True if the message is from the specified role, False otherwise.

ChatMessage.from_assistant

@classmethod
def from_assistant(cls,
                   content: str,
                   meta: Optional[Dict[str, Any]] = None) -> "ChatMessage"

Create a message from the assistant.

Arguments:

  • content: The text content of the message.
  • meta: Additional metadata associated with the message.

Returns:

A new ChatMessage instance.

ChatMessage.from_user

@classmethod
def from_user(cls, content: str) -> "ChatMessage"

Create a message from the user.

Arguments:

  • content: The text content of the message.

Returns:

A new ChatMessage instance.

ChatMessage.from_system

@classmethod
def from_system(cls, content: str) -> "ChatMessage"

Create a message from the system.

Arguments:

  • content: The text content of the message.

Returns:

A new ChatMessage instance.

ChatMessage.from_function

@classmethod
def from_function(cls, content: str, name: str) -> "ChatMessage"

Create a message from a function call.

Arguments:

  • content: The text content of the message.
  • name: The name of the function being called.

Returns:

A new ChatMessage instance.

Module document

_BackwardCompatible

class _BackwardCompatible(type)

Metaclass that handles Document backward compatibility.

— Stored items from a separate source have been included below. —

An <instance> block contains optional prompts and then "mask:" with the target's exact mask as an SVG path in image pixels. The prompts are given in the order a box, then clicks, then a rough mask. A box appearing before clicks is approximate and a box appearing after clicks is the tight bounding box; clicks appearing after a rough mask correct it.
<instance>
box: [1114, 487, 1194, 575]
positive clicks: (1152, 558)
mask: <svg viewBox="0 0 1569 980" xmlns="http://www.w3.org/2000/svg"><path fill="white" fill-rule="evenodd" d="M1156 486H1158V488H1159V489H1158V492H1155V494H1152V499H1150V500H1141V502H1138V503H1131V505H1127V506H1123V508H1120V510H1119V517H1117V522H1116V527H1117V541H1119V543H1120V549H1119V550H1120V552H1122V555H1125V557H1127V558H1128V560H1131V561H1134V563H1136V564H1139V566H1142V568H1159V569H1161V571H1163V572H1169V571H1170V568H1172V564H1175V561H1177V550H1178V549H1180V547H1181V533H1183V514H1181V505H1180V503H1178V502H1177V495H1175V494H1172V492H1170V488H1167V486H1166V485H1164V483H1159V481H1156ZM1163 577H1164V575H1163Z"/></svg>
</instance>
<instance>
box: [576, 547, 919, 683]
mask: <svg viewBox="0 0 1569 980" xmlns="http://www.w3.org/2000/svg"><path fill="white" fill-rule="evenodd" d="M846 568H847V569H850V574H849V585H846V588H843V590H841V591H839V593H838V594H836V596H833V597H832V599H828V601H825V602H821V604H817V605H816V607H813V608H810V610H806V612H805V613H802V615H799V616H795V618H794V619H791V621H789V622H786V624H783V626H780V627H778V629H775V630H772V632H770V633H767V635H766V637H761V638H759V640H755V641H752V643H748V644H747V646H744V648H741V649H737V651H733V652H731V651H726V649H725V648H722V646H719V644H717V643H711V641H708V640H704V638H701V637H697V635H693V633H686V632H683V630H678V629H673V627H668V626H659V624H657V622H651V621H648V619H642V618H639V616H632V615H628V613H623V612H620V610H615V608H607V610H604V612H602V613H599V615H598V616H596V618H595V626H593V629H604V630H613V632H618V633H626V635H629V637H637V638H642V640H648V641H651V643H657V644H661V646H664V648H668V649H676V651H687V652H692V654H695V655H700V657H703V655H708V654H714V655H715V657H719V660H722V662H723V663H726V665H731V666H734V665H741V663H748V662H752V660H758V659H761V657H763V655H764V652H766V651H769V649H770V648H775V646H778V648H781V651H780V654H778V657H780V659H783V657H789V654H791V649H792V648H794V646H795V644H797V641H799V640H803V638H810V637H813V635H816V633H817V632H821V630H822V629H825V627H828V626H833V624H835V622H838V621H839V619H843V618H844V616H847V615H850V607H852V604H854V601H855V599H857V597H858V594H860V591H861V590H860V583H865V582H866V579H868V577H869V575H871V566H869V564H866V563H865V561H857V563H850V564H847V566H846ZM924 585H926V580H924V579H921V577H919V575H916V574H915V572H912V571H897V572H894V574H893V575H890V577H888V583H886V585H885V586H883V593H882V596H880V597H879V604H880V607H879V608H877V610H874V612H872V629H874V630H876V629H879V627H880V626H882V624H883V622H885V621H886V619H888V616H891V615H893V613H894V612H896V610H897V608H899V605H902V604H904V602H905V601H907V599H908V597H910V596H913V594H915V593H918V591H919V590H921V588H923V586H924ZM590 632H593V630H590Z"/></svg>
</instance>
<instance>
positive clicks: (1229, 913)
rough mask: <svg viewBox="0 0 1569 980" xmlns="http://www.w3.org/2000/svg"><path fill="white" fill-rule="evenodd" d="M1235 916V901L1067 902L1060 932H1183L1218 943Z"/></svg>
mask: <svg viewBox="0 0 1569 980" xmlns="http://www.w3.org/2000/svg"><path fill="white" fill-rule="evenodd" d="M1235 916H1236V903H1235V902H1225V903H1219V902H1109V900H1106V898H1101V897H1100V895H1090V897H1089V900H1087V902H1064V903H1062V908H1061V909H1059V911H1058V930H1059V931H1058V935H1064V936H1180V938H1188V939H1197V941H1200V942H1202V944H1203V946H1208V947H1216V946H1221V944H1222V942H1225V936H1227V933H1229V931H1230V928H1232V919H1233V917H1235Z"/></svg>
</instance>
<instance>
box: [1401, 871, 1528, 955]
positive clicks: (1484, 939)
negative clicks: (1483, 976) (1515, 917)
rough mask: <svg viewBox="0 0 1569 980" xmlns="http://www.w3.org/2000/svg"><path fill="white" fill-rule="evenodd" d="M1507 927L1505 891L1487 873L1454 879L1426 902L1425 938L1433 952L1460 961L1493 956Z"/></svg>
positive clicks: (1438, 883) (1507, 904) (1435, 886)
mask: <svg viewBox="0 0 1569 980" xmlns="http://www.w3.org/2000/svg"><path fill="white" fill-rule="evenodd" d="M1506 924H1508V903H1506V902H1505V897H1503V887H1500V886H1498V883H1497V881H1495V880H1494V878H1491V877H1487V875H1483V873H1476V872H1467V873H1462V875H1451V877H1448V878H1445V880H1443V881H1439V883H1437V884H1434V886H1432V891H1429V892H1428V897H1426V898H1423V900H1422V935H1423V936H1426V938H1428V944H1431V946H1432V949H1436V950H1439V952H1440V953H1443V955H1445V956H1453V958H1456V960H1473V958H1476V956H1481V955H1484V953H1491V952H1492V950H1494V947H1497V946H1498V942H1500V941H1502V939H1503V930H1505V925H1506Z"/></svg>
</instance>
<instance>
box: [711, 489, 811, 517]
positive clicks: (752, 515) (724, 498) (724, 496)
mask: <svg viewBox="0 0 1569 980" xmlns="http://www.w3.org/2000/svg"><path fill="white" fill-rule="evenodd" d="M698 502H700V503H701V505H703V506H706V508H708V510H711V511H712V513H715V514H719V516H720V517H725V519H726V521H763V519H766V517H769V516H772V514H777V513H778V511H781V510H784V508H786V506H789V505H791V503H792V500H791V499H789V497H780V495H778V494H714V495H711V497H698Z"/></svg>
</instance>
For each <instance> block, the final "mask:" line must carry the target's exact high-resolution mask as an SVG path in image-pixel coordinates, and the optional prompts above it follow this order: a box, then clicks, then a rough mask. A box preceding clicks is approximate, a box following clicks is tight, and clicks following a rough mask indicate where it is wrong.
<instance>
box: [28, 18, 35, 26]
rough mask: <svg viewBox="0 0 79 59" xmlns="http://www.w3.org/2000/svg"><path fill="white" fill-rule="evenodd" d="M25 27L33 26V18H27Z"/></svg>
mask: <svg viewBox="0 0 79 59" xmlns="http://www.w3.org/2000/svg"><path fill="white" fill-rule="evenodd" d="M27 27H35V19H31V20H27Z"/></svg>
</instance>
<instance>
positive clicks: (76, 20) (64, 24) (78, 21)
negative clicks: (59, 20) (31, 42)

_BackwardCompatible.__call__

def __call__(cls, *args, **kwargs)

Called before Document.init, will remap legacy fields to new ones. Also handles building a Document from a flattened dictionary.

Document

@dataclass
class Document(metaclass=_BackwardCompatible)

Base data class containing some data to be queried.

Can contain text snippets, tables, and file paths to images or audios. Documents can be sorted by score and saved to/from dictionary and JSON.

Arguments:

  • id: Unique identifier for the document. When not set, it's generated based on the Document fields' values.
  • content: Text of the document, if the document contains text.
  • dataframe: Pandas dataframe with the document's content, if the document contains tabular data.
  • blob: Binary data associated with the document, if the document has any binary data associated with it.
  • meta: Additional custom metadata for the document. Must be JSON-serializable.
  • score: Score of the document. Used for ranking, usually assigned by retrievers.
  • embedding: Vector representation of the document.

Document.__eq__

def __eq__(other)

Compares Documents for equality.

Two Documents are considered equals if their dictionary representation is identical.

Document.__post_init__

def __post_init__()

Generate the ID based on the init parameters.

Document.to_dict

def to_dict(flatten=True) -> Dict[str, Any]

Converts Document into a dictionary.

dataframe and blob fields are converted to JSON-serializable types.

Arguments:

  • flatten: Whether to flatten meta field or not. Defaults to True to be backward-compatible with Haystack 1.x.

Document.from_dict

@classmethod
def from_dict(cls, data: Dict[str, Any]) -> "Document"

Creates a new Document object from a dictionary.

The dataframe and blob fields are converted to their original types.

Document.content_type

@property
def content_type()

Returns the type of the content for the document.

This is necessary to keep backward compatibility with 1.x.

Raises:

  • ValueError: If both text and dataframe fields are set or both are missing.

Module streaming_chunk

StreamingChunk

@dataclass
class StreamingChunk()

The StreamingChunk class encapsulates a segment of streamed content along with associated metadata.

This structure facilitates the handling and processing of streamed data in a systematic manner.

Arguments:

  • content: The content of the message chunk as a string.
  • meta: A dictionary containing metadata related to the message chunk.